S&P FAİZ İNDİRİMİ BEKLİYOR
S&P Global Ratings de yayınladığı “Ekonomik Görünüm ABD 4. Çeyrek 2024” başlıklı raporunda, bu yıl trendin üzerinde yer alan reel GSYH büyümesinin 2025’te trendin altına düşmesini, işsizlik oranının daha da artmasını ve enflasyonun düşmesini beklemeye devam ettiklerini açıkladı. CNBC-e‘nin haberine göre Fed’in istikrarlı bir faiz indirimi serisine başlayacak gibi göründüğünü öne süren S&P Global, “2025 yılı sonuna kadar politika faizlerinin yüzde 3.00-yüzde 3.25 nihai oranına ulaşacağını tahmin ediyoruz ve her iki yönde de riskler mevcut. Yaklaşan kademeli gevşeme dönemini, reel ekonomiyi anında canlandırmaktan ziyade, büyümenin potansiyelin çok altına düşmesini önleyici bir tedbir olarak görüyoruz” dedi.

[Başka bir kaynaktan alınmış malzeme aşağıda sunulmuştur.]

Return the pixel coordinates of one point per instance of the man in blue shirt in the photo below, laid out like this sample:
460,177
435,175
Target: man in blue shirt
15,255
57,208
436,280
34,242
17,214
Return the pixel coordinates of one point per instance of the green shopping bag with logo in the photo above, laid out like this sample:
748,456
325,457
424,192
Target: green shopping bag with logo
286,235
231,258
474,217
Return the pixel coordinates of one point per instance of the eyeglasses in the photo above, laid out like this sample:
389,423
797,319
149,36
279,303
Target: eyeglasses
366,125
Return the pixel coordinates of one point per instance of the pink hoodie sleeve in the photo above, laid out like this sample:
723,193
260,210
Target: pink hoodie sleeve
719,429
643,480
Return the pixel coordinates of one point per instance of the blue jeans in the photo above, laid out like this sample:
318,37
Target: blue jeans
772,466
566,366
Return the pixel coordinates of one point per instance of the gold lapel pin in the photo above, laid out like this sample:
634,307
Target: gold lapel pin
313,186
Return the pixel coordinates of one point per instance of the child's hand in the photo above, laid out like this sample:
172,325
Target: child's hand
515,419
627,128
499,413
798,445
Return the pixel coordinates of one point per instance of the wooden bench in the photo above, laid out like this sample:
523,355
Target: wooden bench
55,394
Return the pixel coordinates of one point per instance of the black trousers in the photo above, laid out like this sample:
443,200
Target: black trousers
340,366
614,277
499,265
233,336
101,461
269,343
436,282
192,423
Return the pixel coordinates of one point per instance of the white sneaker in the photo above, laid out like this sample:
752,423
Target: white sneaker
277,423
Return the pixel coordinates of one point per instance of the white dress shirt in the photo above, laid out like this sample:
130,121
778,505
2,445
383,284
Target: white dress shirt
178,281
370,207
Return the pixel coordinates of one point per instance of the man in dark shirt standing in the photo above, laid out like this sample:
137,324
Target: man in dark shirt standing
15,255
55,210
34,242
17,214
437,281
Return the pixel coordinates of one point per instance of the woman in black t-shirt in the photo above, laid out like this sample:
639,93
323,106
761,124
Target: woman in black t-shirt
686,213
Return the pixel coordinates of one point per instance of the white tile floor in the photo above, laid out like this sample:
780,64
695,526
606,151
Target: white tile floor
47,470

Önümüzdeki 12 ay içinde resesyonun başlama olasılığını yüzde 25’te sabit tuttuklarını vurgulayan S&P Global, “Tüketimin hala sağlıklı olması nedeniyle, şimdilik yakın vadeli resesyon korkuları abartılmış görünüyor” değerlendirmesini yaptı.
BÜYÜME BEKLENTİLERİ
S&P Global Ratings, ABD ekonomisinin 2024 yılında ortalama yüzde 2.7 ve 2025 yılında yüzde 1.8 büyümesini beklediklerini vurgularken, “Konut ve imalat sektörlerinde devam eden durgunluk dışında en son faaliyet göstergeleri ekonomik büyüme ivmesinin trendin biraz üzerinde seyretmeye devam ettiğini göstermektedir. Enflasyonun önümüzdeki aylarda daha da yavaşlayacağını tahmin ediyoruz. Potansiyel büyüme arttığı için 2026 ve 2027 büyüme tahminlerimizi bir miktar yukarı yönlü revize ettik. Temel tahminimiz pozitif çıktı açığının 2027 yılına kadar kapanacağını öngörmektedir” ifadelerini kullandı.
‘GEVŞEME HIZI ARTTI’
S&P, hem Fed’in gevşeme derecesinin hem de 2024 ABD başkanlık seçimlerinin sonucuna ilişkin belirsizliğin yatırım harcamalarını engelleyen temel faktörler olduğunu belirtti.
“Haziran ayından bu yana temel tahminimizdeki önemli bir değişiklik, para politikasındaki gevşeme hızının artmasıdır” diyen S&P Global, Fed’in 2024 yılında kalan politika toplantılarında her biri 25 baz puanlık iki faiz indirimi daha yapacağını ve 2025 sonuna kadar toplam 225 baz puanlık faiz indirimi yapacağını öngördüklerini vurguladı. 2025 yıl sonuna kadar faiz indirim beklentisinin önceki beklentiden 75 baz puan daha fazla olduğunu da belirtti.